We must always look to the future but never forget the past. Loudoun Castle, the seat of the Earls of Loudoun has many tales to tell, and was for a number of recent years a theme park with noisy rides etc.

However back in the times of the powerful Earls of Loudoun it was termed ‘The Windsor of Scotland’ as it was under the branches of a yew tree in the grounds that the Treaty of Union between Scotland and England was signed, the quill pen used has been preserved to this day. The tree is supposed to be well over one thousand years old, so it has seen a bit of history but perhaps not as much as the Fortingall yew reputed to be at least five thousand years old...

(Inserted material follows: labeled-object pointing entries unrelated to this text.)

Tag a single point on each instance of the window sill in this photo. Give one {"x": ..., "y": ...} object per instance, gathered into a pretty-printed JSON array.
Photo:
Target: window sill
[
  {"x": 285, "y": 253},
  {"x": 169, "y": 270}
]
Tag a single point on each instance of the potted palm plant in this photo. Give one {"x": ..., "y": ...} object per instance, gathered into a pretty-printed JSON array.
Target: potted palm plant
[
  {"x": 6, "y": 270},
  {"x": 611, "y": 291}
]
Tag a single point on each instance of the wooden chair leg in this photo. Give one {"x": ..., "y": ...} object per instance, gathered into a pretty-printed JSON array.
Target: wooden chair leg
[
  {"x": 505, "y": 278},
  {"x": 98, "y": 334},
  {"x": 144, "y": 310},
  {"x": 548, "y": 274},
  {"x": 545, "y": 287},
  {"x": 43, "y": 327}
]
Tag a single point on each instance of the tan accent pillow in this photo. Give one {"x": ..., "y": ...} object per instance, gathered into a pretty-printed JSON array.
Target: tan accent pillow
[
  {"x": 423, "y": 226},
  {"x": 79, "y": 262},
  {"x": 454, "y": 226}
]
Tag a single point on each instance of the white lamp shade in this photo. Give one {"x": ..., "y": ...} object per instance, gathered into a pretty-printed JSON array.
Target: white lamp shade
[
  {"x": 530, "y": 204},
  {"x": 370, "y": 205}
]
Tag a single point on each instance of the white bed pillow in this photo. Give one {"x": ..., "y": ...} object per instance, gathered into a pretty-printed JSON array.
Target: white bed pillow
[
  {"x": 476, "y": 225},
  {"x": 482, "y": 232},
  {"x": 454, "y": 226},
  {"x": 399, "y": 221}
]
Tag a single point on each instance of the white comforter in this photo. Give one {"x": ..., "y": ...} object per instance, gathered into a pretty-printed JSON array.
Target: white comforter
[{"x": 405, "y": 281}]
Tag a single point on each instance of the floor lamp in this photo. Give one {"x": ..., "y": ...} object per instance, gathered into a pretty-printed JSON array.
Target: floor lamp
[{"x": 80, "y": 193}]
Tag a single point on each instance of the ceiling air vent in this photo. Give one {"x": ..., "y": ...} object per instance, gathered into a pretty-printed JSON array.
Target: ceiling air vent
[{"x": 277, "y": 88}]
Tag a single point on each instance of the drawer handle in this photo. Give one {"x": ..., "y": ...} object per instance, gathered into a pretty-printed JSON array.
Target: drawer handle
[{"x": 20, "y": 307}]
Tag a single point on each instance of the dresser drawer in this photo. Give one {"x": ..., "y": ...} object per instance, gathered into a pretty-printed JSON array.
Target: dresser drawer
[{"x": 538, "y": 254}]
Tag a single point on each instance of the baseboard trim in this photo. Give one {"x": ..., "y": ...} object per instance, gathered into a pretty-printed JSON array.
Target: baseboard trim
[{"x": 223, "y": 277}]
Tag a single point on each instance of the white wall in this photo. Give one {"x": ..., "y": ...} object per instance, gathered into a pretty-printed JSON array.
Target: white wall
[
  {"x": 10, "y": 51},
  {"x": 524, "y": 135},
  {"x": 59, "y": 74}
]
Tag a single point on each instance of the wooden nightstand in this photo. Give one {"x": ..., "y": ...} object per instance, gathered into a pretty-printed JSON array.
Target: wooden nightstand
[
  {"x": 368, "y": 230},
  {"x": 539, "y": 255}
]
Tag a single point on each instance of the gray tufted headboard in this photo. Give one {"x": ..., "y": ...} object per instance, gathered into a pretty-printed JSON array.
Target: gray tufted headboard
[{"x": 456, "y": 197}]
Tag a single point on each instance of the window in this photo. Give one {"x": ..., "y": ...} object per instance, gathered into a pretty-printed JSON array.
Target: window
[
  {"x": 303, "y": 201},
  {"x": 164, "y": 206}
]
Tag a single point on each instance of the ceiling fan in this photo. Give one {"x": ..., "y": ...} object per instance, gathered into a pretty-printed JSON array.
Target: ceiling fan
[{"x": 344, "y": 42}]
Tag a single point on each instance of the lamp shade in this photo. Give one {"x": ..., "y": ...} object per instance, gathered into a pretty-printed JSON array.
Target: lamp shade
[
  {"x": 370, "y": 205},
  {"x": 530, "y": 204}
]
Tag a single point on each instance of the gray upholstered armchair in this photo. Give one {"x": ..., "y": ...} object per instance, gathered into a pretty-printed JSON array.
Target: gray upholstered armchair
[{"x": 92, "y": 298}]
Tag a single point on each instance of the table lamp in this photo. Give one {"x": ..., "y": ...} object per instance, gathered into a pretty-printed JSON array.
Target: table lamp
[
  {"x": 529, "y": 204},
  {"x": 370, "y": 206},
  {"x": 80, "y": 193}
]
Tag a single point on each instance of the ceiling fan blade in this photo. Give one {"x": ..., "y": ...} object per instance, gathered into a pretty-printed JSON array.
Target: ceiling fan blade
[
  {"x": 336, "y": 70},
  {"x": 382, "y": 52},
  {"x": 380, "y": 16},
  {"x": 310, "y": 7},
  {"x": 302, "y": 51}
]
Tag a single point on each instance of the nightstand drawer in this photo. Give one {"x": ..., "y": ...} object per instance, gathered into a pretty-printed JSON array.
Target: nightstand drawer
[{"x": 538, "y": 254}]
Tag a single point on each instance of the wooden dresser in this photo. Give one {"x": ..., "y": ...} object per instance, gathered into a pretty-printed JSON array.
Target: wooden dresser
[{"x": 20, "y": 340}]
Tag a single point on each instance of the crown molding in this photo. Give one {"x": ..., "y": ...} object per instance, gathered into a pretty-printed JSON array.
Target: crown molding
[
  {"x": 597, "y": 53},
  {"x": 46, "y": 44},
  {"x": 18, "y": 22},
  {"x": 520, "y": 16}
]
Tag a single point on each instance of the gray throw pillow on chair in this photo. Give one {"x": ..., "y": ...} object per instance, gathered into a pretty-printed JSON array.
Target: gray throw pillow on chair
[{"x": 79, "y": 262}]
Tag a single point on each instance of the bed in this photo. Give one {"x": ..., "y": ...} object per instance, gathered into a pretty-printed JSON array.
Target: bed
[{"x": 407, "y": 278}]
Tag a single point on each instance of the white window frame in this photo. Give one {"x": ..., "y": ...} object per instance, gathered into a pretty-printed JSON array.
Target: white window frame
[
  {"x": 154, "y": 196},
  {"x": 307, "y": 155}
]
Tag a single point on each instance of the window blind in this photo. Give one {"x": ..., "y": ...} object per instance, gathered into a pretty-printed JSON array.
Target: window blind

Now to a tale often told around a winter’s fire which concerns King James V who was riding to Loudon Castle unattended when he stopped at an inn to give his horse a drink with the place forever after being referred to as The King’s Well. Mind you to have a King travel unattended in those somewhat unruly times beggars belief , but I am reasonably sure that by unattended it was meant that he travelled without a body of men of arms, as I am sure he would have had a servant or two and a companion of sorts. Well to get back to the Kings travels, shortly after the stop to quench his horse’s thirst the poor animal sank in a bog of moss and it was only with difficulty that its royal master managed to scramble them both to safety. This boggy bit of moss has consequently been entitled ‘The King’s Stable’ a somewhat disparaging term for what happened on what was to become the main route between Glasgow and Kilmarnock This route passed by both the King’s Well and the King’s Stable but modern highways and by-passes do not acknowledge the presence of history and have taken an even more economic course.. It is unusual to find that the old road used an old ship’s gangway complete with the name of the shipping company along its side to cross over a burn. The good old Scottish attitude of ‘Waste not, want not’ provided an interesting if unusual feature to the traveller, pity we do not have these curious oddities today. The latter day traveller, would have to pass through Prestwick whose name is derived from the Priest’s Village which at one time was noted for its cures for leprosy. Understandably a hospital was founded there by King Robert the Bruce a victim of that dreaded complaint. The cure must have been the waters as history records some interesting wells in this vicinity.